For cells from birds, a slightly higher temperature (38.5°C) is ideal for culturing. For cold-blooded animals (poikilotherms), such as cold-water fish, which do not regulate their body temperature, the ideal culture temperature ranges between 15-25°C.
Besides directly affecting cell growth, temperature also influences the solubility of CO₂, with higher temperatures enhancing its solubility.
Osmolality
In general, the osmolality for most of the cultured cells (from different organisms) is in the range of 260-320 mOsm/kg. This is comparable to the osmolality of human plasma (290 mOsm/kg).
Once an osmolality is selected for a culture medium, it should be maintained at that level, with an allowance of ±10 mOsm/kg.

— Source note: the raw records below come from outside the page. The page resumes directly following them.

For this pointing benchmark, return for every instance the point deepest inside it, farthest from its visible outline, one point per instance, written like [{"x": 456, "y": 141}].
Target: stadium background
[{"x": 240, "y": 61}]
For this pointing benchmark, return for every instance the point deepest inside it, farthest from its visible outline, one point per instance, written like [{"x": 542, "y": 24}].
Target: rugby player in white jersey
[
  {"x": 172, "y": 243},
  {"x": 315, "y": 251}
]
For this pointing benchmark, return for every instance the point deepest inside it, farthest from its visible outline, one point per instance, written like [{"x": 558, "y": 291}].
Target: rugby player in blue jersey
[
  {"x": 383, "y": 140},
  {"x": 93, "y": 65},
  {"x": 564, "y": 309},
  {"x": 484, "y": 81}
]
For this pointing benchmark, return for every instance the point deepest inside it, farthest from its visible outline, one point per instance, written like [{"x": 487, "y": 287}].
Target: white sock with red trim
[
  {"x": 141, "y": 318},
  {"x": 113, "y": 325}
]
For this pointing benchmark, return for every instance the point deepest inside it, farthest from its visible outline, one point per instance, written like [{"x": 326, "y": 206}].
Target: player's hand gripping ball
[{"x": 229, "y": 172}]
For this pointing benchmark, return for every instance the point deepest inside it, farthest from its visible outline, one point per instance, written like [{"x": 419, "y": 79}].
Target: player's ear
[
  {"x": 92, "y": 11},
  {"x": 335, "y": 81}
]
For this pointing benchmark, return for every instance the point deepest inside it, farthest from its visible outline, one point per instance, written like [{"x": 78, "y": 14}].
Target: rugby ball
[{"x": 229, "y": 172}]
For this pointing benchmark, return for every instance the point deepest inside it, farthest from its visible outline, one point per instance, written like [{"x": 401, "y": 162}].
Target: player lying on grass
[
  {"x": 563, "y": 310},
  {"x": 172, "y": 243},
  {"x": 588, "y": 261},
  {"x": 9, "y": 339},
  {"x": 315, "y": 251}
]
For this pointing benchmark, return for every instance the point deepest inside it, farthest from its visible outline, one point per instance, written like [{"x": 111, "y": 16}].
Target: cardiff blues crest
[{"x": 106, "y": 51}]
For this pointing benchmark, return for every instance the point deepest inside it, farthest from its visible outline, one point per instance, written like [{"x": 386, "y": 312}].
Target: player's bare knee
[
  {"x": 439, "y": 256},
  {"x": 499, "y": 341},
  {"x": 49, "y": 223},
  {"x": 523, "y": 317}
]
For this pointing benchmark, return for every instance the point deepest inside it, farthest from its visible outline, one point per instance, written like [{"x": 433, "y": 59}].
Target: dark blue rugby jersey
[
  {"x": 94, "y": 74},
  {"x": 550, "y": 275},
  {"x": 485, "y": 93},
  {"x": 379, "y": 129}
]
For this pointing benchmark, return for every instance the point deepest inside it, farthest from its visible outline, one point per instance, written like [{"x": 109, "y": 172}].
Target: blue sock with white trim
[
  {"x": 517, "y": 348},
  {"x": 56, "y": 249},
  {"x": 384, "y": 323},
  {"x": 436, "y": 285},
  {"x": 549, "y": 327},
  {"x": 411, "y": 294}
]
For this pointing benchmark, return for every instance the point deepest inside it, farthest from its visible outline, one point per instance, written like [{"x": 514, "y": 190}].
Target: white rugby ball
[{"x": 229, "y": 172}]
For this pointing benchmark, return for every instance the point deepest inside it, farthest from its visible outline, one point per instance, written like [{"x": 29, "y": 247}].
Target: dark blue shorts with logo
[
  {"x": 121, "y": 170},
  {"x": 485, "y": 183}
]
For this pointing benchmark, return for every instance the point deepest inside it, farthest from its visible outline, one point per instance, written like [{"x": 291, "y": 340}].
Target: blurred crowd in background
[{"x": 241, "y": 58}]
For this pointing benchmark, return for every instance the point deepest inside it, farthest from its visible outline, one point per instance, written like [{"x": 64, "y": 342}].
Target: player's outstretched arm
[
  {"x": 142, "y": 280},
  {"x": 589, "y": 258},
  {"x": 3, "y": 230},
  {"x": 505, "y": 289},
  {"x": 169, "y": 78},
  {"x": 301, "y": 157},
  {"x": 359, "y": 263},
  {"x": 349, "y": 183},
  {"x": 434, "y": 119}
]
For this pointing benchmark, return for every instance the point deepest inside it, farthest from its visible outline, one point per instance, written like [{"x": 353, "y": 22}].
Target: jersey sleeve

Components Of Cell Culture Media
Balanced Salt Solutions:
The Balanced salt solutions (BSS) are primarily composed of inorganic salts. Sometimes Sodium-Bicarbonate, Glucose and HEPES buffer may also be added to BSS. Phenol Red Serves as a pH indicator.
The important functions of balanced salt solutions are listed below:
Supply essential inorganic ions.
Provide the requisite pH.
Maintain a desired Osmolarity.
Supply energy from glucose.
In fact balanced salt solutions from the basis for the preparations of complete media with the requisite additions.
Further BSS is also useful for a short period of time (up to 4 hours) incubation of cells.
Complete Culture Media:
In the early years Balanced salt solutions were supplements with various nutrients (amino acids, vitamins, serum etc.) to promote proliferation of cells in culture. Eagle was a pioneer in media formulation. He determined (during 1950-60) the nutrient requirements for mammalian cell cultures. Many developments in media preparation have occured since then. There are more than a dozen media now available for different types of cultures.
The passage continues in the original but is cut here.